Carla and I met in the third grade and we were glued to each other ever since.
She was the one I shared all my secrets with, would write notes to each other all the time in between classes, and was a genuinely kind young woman.
When we first started high school, she was in my home room class, which was awesome because if I couldn't have her in any of my classes we could at least share that one.
It was only a couple of months before I met S, the guy who became my first real boyfriend.
Before I knew it, I was spending all my time with him, pass notes to him all the time, and soon would forget plans made with Carla.
Now this is not one of my finest moments to admit this. It would take me years to realize what a dummy I was dating, and yet every time he would break up with me, I would keep coming back like a lost puppy.
It was now the close of my sophomore year, and I was currently "off" on my on again/off again relationship with S. As always, I had to attend my home room class to receive my report card, projects back, etc. and that's when I started chatting with Carla.

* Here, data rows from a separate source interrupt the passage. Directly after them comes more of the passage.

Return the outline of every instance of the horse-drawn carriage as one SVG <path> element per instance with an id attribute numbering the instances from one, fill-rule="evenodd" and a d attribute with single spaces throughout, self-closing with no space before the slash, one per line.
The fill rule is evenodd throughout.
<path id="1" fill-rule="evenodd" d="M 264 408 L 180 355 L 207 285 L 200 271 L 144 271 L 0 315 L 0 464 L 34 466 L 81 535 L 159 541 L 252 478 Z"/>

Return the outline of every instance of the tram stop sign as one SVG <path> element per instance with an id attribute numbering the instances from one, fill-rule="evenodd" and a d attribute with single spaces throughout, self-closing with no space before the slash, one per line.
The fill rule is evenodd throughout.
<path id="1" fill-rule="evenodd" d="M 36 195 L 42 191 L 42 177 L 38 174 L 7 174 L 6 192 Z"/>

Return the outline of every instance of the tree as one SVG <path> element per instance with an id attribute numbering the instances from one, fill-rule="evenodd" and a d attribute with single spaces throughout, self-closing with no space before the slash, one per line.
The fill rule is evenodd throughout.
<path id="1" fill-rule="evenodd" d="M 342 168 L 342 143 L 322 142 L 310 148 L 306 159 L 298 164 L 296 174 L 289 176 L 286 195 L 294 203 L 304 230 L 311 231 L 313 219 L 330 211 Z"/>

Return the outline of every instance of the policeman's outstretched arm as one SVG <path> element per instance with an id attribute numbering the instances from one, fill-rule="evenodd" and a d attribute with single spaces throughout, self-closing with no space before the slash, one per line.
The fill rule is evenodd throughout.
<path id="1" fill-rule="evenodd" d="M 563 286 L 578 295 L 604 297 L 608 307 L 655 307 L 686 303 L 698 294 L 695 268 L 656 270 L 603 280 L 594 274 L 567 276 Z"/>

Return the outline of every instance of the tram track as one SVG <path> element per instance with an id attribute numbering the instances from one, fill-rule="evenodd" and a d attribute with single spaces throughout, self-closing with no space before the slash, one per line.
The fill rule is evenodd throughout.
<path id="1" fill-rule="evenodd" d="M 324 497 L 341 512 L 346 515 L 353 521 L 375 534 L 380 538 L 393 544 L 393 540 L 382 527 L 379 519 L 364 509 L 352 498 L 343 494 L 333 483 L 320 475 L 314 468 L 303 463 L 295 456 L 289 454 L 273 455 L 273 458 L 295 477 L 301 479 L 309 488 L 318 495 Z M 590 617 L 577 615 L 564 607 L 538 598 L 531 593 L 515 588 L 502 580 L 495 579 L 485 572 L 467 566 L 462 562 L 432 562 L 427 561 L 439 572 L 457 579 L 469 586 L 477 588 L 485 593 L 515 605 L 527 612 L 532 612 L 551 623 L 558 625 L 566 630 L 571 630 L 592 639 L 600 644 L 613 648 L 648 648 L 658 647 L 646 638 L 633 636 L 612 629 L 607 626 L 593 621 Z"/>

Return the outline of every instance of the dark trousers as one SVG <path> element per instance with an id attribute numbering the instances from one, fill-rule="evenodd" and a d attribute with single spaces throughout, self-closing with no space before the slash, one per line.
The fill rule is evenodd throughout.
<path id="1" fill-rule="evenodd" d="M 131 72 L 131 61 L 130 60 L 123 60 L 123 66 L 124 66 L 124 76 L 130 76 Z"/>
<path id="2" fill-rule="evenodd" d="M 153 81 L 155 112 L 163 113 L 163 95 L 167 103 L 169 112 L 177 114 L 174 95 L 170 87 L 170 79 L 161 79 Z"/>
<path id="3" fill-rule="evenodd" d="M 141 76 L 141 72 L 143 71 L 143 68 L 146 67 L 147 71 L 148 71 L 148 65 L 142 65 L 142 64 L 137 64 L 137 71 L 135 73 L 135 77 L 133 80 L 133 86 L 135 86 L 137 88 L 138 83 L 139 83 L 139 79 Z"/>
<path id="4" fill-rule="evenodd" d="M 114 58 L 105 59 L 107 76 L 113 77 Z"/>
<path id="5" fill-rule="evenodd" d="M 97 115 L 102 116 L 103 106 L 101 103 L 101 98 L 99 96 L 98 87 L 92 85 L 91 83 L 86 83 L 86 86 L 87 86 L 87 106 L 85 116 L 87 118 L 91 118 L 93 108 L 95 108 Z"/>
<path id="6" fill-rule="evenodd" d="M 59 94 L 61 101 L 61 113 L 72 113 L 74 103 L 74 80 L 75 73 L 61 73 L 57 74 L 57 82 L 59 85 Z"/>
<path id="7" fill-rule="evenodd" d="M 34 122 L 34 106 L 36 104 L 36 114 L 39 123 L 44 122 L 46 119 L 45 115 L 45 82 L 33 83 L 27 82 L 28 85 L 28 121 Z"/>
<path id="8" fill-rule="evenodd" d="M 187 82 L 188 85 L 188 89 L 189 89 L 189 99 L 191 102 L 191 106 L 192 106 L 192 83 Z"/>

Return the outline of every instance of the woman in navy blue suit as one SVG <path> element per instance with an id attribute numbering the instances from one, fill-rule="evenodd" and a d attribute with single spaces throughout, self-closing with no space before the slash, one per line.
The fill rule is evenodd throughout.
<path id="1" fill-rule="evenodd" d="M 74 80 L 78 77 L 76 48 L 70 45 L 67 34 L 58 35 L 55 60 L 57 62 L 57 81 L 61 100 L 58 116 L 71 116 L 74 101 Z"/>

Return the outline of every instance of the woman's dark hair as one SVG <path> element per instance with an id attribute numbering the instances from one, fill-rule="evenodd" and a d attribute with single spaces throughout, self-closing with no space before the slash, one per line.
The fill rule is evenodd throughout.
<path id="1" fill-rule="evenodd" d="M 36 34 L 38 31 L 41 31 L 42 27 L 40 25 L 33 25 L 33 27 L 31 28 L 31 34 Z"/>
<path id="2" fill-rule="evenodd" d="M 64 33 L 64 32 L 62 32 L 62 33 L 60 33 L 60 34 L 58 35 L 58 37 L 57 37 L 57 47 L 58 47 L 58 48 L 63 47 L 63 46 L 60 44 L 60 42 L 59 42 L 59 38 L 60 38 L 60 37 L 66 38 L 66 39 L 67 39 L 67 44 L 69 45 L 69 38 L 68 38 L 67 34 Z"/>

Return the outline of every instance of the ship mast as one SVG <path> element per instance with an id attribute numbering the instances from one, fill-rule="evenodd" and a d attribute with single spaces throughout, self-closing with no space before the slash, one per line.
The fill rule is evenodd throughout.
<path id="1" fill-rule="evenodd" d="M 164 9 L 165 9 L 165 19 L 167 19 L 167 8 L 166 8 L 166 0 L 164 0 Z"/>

The conversation was tense, almost casual in a sense that we haven't spoken in a year and a half. I asked her if she was doing anything special over the summer, and I made an attempt to make plans with her. I saw high hopes in regaining my friendship with Carla that day. I still can even recall the outfit she was wearing, and the grades we had in our report cards.
That would be the last day I ever spoke to Carla.
It was probably two weeks later when S started calling again, giving me his "I want to make it work" speech, and hook, line and sinker, I fell for it again. Visions of hanging out with Carla evaporated, and never crossed my mind.
It was August 3 when I received a call telling me Carla had lost control of her car and struck a tree. I literally dropped to my knees in the middle of the street when I was told the news. I never had the opportunity to tell her I was sorry for putting her out of my life. I never had the opportunity to tell her how much she meant to me. I never had the opportunity to spend the time I promised her that afternoon in home room class.
It was by this experience that I learned never to live life as something you can always plan. To love everyone you care about, to give great hugs, and with that, you should have no regrets.